Sabine Lang & Bjorn Ommer
At Heidelberg University, the collaboration between computer scientists and art historians has resulted in innovative ways to conduct research and new research tools to analyze large image corpora. A web-based interface for image retrieval has been implemented and successfully applied onto art historical data; research questions mainly focused on reception theory and the identification of schools or individual artists. This is of great value to art history, because it allows the evaluation of big data and thus facilitates general judgments about the history of art.
In comparison to other retrieval tools, our approach shows major benefits: Our algorithm is unsupervised, operates on pure visual qualities and does not rely on labeled image data. Other approaches often use a bag-of-words-model, where image elements are ordered similar to words in a glossary, neglecting spatial information and geometry. Although this allows for a faster search, it also leads to the fact that only objects listed in the glossary are found. Our algorithm finds identical and similar image regions, because it is based on a shape-sensitive classifier. The interface itself is easy to operate and allows to search for up to five image regions simultaneously. Results are then presented as an one-dimensional image atlas, where patterns are already visible, and can be evaluated by the user. Based on the user’s feedback, an iterative search process leads to improved results.
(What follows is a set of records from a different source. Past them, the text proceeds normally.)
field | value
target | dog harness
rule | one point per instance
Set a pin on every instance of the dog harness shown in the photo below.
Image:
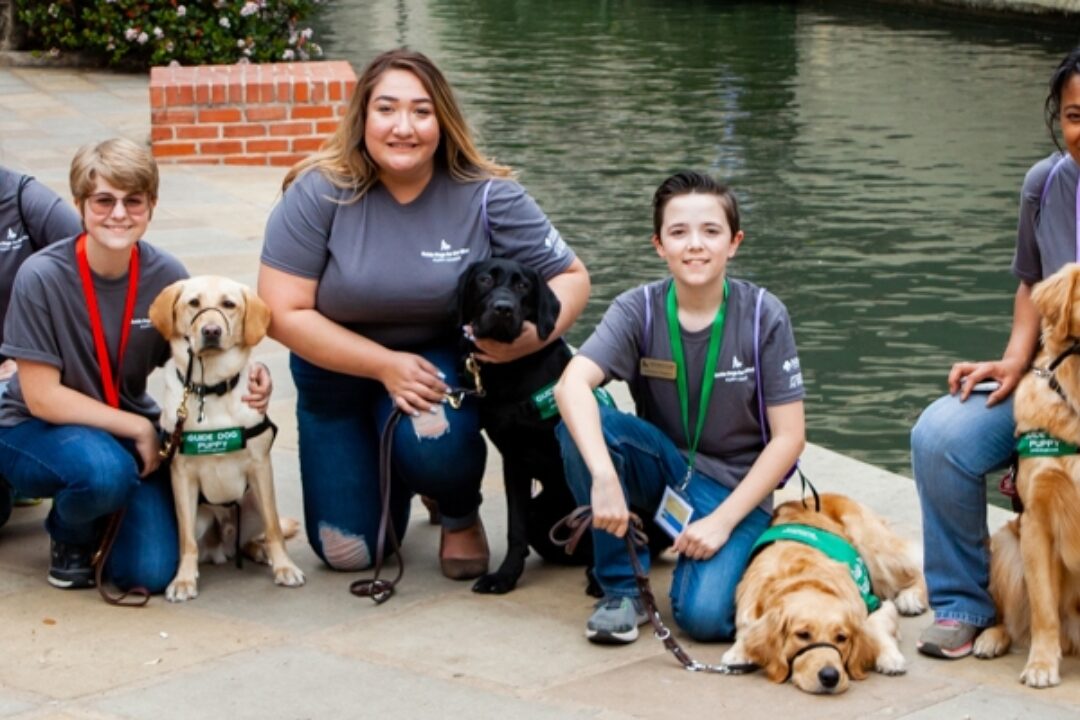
(833, 545)
(1041, 444)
The interface has been applied onto a diverse range of image collections, characterized by different genres, materials or subject matters. Tests showed very good results throughout, giving proof that our algorithm is indeed applicable to diverse scenarios. One project included the detailed analysis of the Sachsenspiegel1, a medieval law book, which is attributed to Eike of Repgow (1180-1235). The manuscript exists in four versions and thus provides a basis to study reproduction practices and variations between editions. Approaches included the automatic detection of multiple types of gestures within the digitized manuscripts. The study of legal gestures was not only relevant to art history, but also to the discipline of law. Commonly, it is assumed that legal gestures are codified, especially when illustrated in law books. Our algorithm, however, demonstrated that gestures within the Sachsenspiegel varied, even when referring to one gesture, such as speaking or swearing. Thus, artistic freedom was of greater importance than hitherto assumed. The analysis also allowed statements about the most commonly used gestures. Moreover, two versions for speaking could be determined as well as pointing being the most variant gesture within the Sachsenspiegel.2
The interdisciplinary structure of the group allows for a direct evaluation of findings by an art historian or a computer scientist. This leads to a prompt feedback system and the possibility to direct to future research questions relevant to art history or computer vision. The close proximity and mutual understanding of the other discipline is of great value.
1. The versions of the Sachsenspiegel have been digitized and are available on the website of the University of Heidelberg Library.
2. Schlecht, Joseph, Bernd Carqué, and Björn Ommer. “Detecting gestures in medieval images.” Image Processing (ICIP), 2011 18th IEEE International Conference on. IEEE, 2011.